🤖 AI Summary
Learning high-quality oblique splits in decision trees is an NP-hard problem, and existing approaches rely either on inefficient search procedures or heuristic strategies lacking theoretical guarantees. This work proposes the Hinge Regression Tree model, which formulates oblique splitting as a nonlinear least squares problem under the envelope of the maximum or minimum of two linear predictors. The model achieves ReLU-like expressivity through alternating fitting and, under fixed partitions, is equivalent to a damped Newton method. We theoretically establish that the model is a universal approximator with an explicit approximation rate of O(δ²). Algorithmically, we develop a backtracking line search variant with monotonic convergence guarantees, integrating Gauss–Newton optimization and optional ridge regularization. Experiments demonstrate that the method matches or surpasses existing single-tree baselines on both synthetic and real-world datasets using more compact tree structures, while exhibiting fast and stable convergence.
📝 Abstract
Oblique decision trees combine the transparency of trees with the power of multivariate decision boundaries, but learning high-quality oblique splits is NP-hard, and practical methods still rely on slow search or theory-free heuristics. We present the Hinge Regression Tree (HRT), which reframes each split as a non-linear least-squares problem over two linear predictors whose max/min envelope induces ReLU-like expressive power.

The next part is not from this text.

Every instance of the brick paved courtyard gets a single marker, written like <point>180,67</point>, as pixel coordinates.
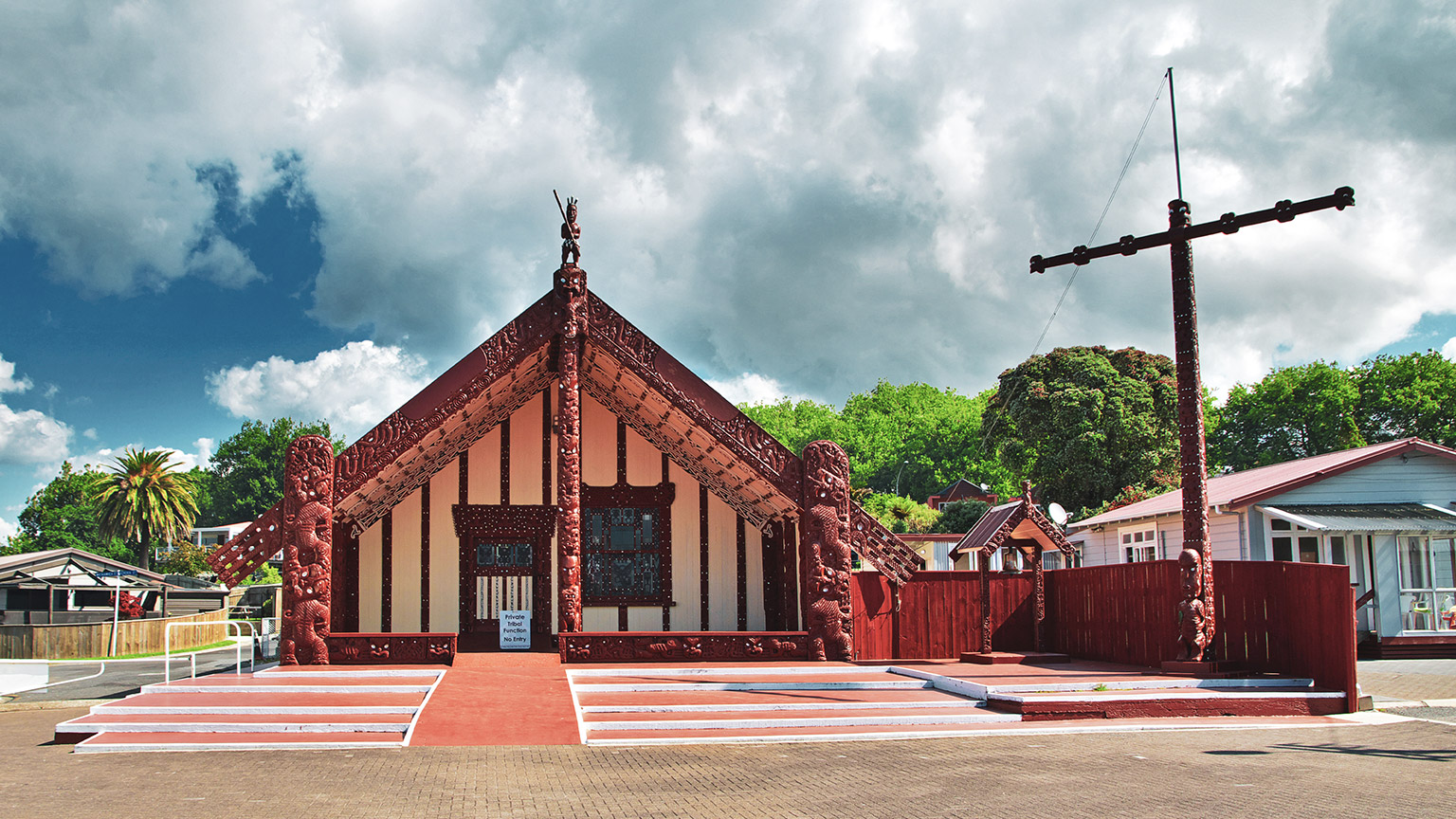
<point>1395,770</point>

The resulting alternating fitting procedure is exactly equivalent to a damped Newton (Gauss-Newton) method within fixed partitions. We analyze this node-level optimization and, for a backtracking line-search variant, prove that the local objective decreases monotonically and converges; in practice, both fixed and adaptive damping yield fast, stable convergence and can be combined with optional ridge regularization. We further prove that HRT's model class is a universal approximator with an explicit $O(\delta^2)$ approximation rate, and show on synthetic and real-world benchmarks that it matches or outperforms single-tree baselines with more compact structures.